Hi,
I am having some difficulty in locating information to help me to create a scatter plot (over time) of a data set that I currently am reporting off of.
Sample log entry:
%<---snip---
2010-04-19 20:10:04,658 ************/****/********/pc/mform_proc INFO InetMailSession.sendMessage() took 67ms
2010-04-19 20:10:06,952 ************/****/********/pc/mform_proc INFO InetMailSession.sendMessage() took 83ms
2010-04-19 20:10:18,562 ************/****/********/pc/mform_proc INFO InetMailSession.sendMessage() took 76ms
2010-04-19 20:10:22,864 ************/****/********/pc/mform_proc INFO InetMailSession.sendMessage() took 200ms
2010-04-19 20:10:24,792 ************/****/********/pc/mform_proc INFO InetMailSession.sendMessage() took 74ms
2010-04-19 20:10:26,460 ************/****/********/pc/mform_proc INFO InetMailSession.sendMessage() took 80ms
%<---snip---
The data that I'm particularly interested in is the last field, a response time in ms. Right now, I have a timechart plot, with averages, etc... and now would like to include a scatter plot of the distinct values over time, where "Response time" is in milliseconds on the y-axis and Date/Time is on the x-axis.
Make sense?
Any information is greatly appreciated!
thanks, -mt
You can use
... | timechart values(x)
You should use the timechart command:
http://www.splunk.com/base/Documentation/latest/SearchReference/Timechart
If your field is called numberfield:
my search query | timechart max(numberfield)
You can use max() or min() as there should be only one value per event sampled.
As for a specific use case, let's assume you have a network device that logs thruput to a field called thruput:
host=network_device | timechart max(thruput)
If you had multiple network devices, you can group by the network device if you search by the sourcetype:
sourcetype=network_log_file | timechart max(thruput) by network_device
I recommend if you can, keeping it simple as in the following:
| timechart max(response_time) min(response_time) avg(response_time)
The reason being that the FlashChart module in the UI has a limit of some number of rows past which it will truncate, and also that the performance of the flash pulling down that much data at all can make for a clunky experience.
The other reason for this, is that we changed some things that made it possible to do scatter charts where time was NOT the x-axis, and in so doing made it quite difficult to actually do the cases where time IS the x-axis. (timechart is your friend).
Go to the "advanced charting" view, and run a search like:
index=_internal source=*metrics.log group=per_sourcetype_thruput series=splunkd
| rename _time as time | fields time eps
over the last 60 minutes.
(the renaming of _time to time is to dodge a bug where 'scatter' charts with time series data are always blank)
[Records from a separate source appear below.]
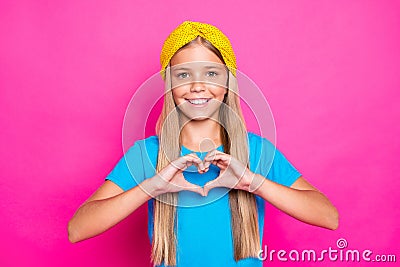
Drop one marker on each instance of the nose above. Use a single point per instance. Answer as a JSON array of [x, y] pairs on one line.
[[197, 87]]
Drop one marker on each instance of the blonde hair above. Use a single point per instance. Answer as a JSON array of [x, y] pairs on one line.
[[244, 219]]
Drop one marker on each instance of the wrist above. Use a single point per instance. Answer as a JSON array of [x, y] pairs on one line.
[[152, 186], [254, 182]]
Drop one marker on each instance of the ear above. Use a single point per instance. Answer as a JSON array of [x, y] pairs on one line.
[[232, 84], [168, 84]]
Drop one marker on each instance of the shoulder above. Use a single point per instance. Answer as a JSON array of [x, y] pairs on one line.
[[257, 141], [149, 144]]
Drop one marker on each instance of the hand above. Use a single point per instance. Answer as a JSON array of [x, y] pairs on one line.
[[233, 173], [170, 179]]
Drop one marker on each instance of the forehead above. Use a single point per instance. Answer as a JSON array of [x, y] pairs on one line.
[[192, 53]]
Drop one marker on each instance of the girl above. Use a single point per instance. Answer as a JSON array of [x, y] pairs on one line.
[[212, 215]]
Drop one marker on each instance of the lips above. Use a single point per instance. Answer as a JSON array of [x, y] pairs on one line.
[[198, 101]]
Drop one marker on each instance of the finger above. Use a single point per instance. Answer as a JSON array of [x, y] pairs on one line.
[[193, 159], [192, 187]]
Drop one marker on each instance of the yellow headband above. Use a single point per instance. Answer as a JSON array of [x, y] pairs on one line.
[[188, 31]]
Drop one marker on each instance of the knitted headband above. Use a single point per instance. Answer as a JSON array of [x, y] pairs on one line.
[[188, 31]]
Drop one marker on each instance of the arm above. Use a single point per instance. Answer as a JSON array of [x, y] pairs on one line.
[[301, 201], [104, 209], [110, 204]]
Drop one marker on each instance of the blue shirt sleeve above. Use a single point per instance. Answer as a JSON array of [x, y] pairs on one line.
[[129, 170], [280, 170]]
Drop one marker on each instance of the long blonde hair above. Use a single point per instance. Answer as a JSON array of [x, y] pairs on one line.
[[244, 219]]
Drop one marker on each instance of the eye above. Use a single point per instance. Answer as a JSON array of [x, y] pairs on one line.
[[211, 74], [183, 75]]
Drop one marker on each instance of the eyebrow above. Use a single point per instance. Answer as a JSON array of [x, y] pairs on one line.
[[204, 67]]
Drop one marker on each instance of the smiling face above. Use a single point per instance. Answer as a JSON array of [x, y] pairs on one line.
[[198, 78]]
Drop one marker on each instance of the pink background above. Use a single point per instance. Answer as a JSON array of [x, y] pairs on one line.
[[68, 69]]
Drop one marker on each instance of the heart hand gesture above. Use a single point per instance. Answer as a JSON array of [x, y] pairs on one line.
[[233, 173]]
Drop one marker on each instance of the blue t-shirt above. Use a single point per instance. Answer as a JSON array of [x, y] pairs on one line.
[[203, 230]]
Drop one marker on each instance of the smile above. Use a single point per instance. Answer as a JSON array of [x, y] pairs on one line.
[[198, 101]]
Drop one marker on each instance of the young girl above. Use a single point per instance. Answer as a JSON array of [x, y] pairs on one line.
[[204, 177]]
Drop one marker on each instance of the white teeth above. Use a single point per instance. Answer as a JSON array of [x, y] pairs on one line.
[[198, 101]]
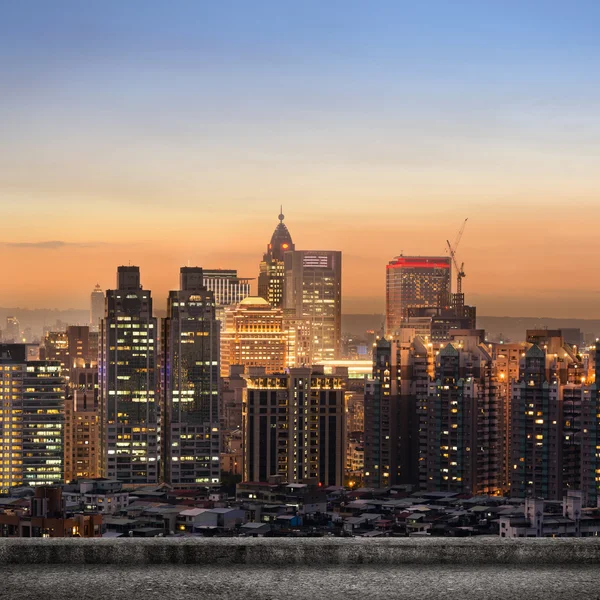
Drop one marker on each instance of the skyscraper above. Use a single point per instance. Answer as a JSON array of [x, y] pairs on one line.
[[190, 372], [12, 331], [555, 427], [294, 426], [272, 274], [461, 422], [228, 288], [128, 381], [415, 282], [401, 374], [31, 419], [254, 336], [313, 292], [96, 308]]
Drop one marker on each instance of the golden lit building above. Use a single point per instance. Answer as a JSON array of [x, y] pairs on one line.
[[254, 336], [272, 272], [32, 396]]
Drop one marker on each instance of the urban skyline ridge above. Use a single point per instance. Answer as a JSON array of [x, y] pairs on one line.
[[159, 274]]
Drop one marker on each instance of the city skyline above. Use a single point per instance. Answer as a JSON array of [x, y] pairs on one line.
[[380, 127]]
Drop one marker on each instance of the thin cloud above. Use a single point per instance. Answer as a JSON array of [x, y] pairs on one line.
[[51, 245]]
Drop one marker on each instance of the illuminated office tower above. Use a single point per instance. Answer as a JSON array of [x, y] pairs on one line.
[[313, 291], [32, 396], [190, 371], [401, 374], [96, 308], [415, 282], [56, 348], [12, 331], [254, 336], [228, 288], [461, 422], [272, 273], [294, 426], [82, 441], [128, 383], [555, 427]]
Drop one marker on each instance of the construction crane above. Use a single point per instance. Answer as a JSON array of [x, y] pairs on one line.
[[460, 273]]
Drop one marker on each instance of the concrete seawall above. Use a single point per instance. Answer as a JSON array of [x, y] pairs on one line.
[[310, 552]]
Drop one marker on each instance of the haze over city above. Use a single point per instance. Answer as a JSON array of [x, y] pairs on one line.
[[169, 135]]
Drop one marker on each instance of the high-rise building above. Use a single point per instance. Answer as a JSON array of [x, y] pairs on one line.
[[461, 420], [56, 348], [12, 331], [401, 374], [129, 383], [555, 427], [294, 426], [228, 288], [254, 336], [415, 282], [190, 372], [313, 292], [272, 274], [32, 400], [96, 308], [82, 440]]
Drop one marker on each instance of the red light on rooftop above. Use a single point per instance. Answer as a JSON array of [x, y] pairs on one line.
[[419, 263]]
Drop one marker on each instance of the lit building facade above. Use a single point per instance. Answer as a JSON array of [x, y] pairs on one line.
[[415, 282], [32, 401], [12, 331], [56, 348], [461, 420], [400, 375], [227, 287], [129, 383], [82, 440], [555, 425], [190, 372], [96, 308], [294, 426], [272, 272], [313, 292], [254, 336]]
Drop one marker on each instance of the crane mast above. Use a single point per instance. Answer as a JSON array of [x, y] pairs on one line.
[[460, 272]]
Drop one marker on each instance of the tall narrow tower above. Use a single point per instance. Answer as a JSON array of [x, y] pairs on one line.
[[272, 271], [190, 372], [96, 308], [128, 382]]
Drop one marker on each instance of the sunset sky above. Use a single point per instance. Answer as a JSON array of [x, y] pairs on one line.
[[157, 133]]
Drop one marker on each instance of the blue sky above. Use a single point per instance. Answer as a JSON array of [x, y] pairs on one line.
[[195, 120]]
-- change 'chart type' to 'scatter'. That will show you an honest-to-god scatter chart where time is the x-axis and eps is the y-axis.
Unfortunately the values on the time axis are now seconds since 1970.
(If on the other hand you ever wanted to do a scatter chart where the x-axis is numeric, this actually works quite well.)
index=_internal source=*metrics.log group=per_sourcetype_thruput series=splunkd
| fields kbps eps
I think that the "advanced charting view" sideview is mentioning is deprecated? Please correct me if I'm wrong.
| eval time=_time | table time latency
And you need to select scatter in graph options.
That looks like a real time scatter, except that the times are written in epoch time.
Interesting.
Assume you want to track events that are supposed to run every minute of the day. You could sum them by hour (by event type) and should get about 60 events/hr per event type. Then you could represent each hour as a colored scatter point as either green (58-66), yellow (50-58), red (<50) or purple (>66).
If so, you could monitor 20 different events, setting a specific 'Y-axis' value for each different type so they appear horizontally in parallel. Using a scatter time basis that goes back to 1970 isn't very realistic. With scatter, can you specify earliest as '-24h' or 'today?
This will do it:
sourcetype=mydata | timechart bins=4000 list(response_time) as response_time | mvexpand response_time
Using bins=4000
will collapse your time range on the x-axis into up to 4000 equal discrete intervals, so note that this may move your x-axis timestamps. For most charting purposes, though 4000 bins will look right and will be close enough. You can use up to 50,000 bins if needed.
This is not really a time scatter. The abscissa is not time. The abscissa is time chronology.
So for these values:
00:01
00:02
00:10
You would have abyssa 1, 2, 3.
The graph doesn't highlight that 00:02 is closer to 00:01 than it is from 00:10.
NOTE: if you set bins this high, and you're in 'line' chart, make sure that either 'x-axis' > 'display markers' is 'yes', OR that 'Null Values' is set to 'zero' or 'connect'. Otherwise your chart will often look empty and you'll be confused.